Cancer-Associated Thrombosis: Risk Factors, Molecular Mechanisms, Future Management

Abstract

Venous thromboembolism (VTE) is a major health problem in patients with cancer. Cancer augments thrombosis and causes cancer-associated thrombosis (CAT) and vice versa thrombosis amplifies cancer progression, termed thrombosis-associated cancer (TAC). Risk factors that lead to CAT and TAC include cancer type, chemotherapy, radiotherapy, hormonal therapy, anti-angiogenesis therapy, surgery, or supportive therapy with hematopoietic growth factors. There are some other factors that have an effect on CAT and TAC such as tissue factor, neutrophil extracellular traps (NETs) released in response to cancer, cancer procoagulant, and cytokines. Oncogenes, estrogen hormone, and thyroid hormone with its integrin αvβ3 receptor promote angiogenesis. Lastly, patient-related factors can play a role in development of thrombosis in cancer. Low-molecular-weight heparin and direct oral anticoagulants (DOACs) are used in VTE prophylaxis and treatment rather than vitamin K antagonist. Now, there are new directions for potential management of VTE in patients with cancer such as euthyroid, blockade of thyroid hormone receptor on integrin αvβ3, sulfated non-anticoagulant heparin, inhibition of NETs and stratifying low and high-risk patients with significant bleeding problems with DOACs.

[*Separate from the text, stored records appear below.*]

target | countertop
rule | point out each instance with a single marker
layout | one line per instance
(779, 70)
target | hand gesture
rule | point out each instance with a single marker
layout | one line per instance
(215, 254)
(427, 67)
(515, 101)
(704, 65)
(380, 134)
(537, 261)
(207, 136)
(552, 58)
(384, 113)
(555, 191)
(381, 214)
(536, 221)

Keywords: angiogenesis; anticoagulants; cancer; coagulation; heparins; inflammation; integrin αvβ3; non-anticoagulant heparin; oral anticoagulant; thrombosis; thyroid hormone.

Figure 1.

Representation of the reciprocal links between cancer and thrombosis. Tumor cells can express procoagulant factors, such as tissue factor (TF), that trigger the cascade of coagulation, which would be suppressed by mechanisms that induce endothelial tissue factor pathway inhibitors (TFPI). Tumor cells interact with endothelial cells, platelets, and leukocytes and these interactions induce inflammatory cytokines and pro-angiogenic factors such as vascular endothelial growth factor (VEGF). Neutrophil attraction contributes to the accumulation of neutrophil extracellular traps (NETs) and triggers adhesion, activation, and generation of thrombin. In general, the adherence of cancer to the endothelium causes the release of procoagulants and formation of thrombus, leading to CAT occurrence. TF also triggers the generation of factor VIIa, factor Xa, and thrombin (IIa), which activate platelets and induce protease-activated receptor-mediated signaling. The plasminogen activator (PA) system is expressed on platelets and it consists of plasminogen activators: urokinase plasminogen activator (uPA), tissue plasminogen activator (tPA), cell membrane receptor for uPA (uPAR), and the plasminogen activator inhibitors plasminogen activator inhibitor 1 (PAI-1) and plasmin. The PA system has an effect on cell adhesion and migration, which is particularly important in cancer progression. Also, TF suppress vasculoprotective molecules, such as thrombomodulin (TM). Release of von willebrand factor (VWF) promotes recruitment, adhesion, and activation of platelets and leukocytes with formation of NETs. abbreviations: APC, activated protein C; GAGS, glycosaminoglycans heparin sulfate; PC, protein C; PCI, protein C inhibitor; TNF, tumor necrosis factor-alpha.

Figure 2.

Relationship between integrin αvβ3, thyroid hormones, TF/FVIIa, angiogenesis, inflammation, and thrombus formation. When TF is released, it activates factor VII (VIIa) forming a complex that activates thrombus formation. TF is expressed on vascular endothelial cells, circulating monocyte and platelet where its activation upregulates VEGF that promotes angiogenesis. Non-genomic actions of thyroid hormones are initiated on integrin αvβ3. Thyroid hormones activate the NF-kB pathway, thus promoting the production of VEGF, cell proliferation and angiogenesis. Thrombus formation and angiogenesis stimulation affect inflammation pathway and vice versa. Either sulfated non-anticoagulant LMWH (SNACH) or integrin αvβ3 receptor blockade suppresses inflammation, angiogenesis, and indirectly the thrombosis processes. abbreviations: ABP-280, actin-binding protein 280; NF-KB, nuclear factor kappa B; TF, tissue factor; TFPI, tissue factor pathway inhibitor; TREs, thyroid hormone response elements; TRs, thyroid hormone receptors. (Modified with permission from Mousa SA. Heparin and low-molecular weight heparins in thrombosis and beyond. Methods Mol Biol 2010;663:109-132.).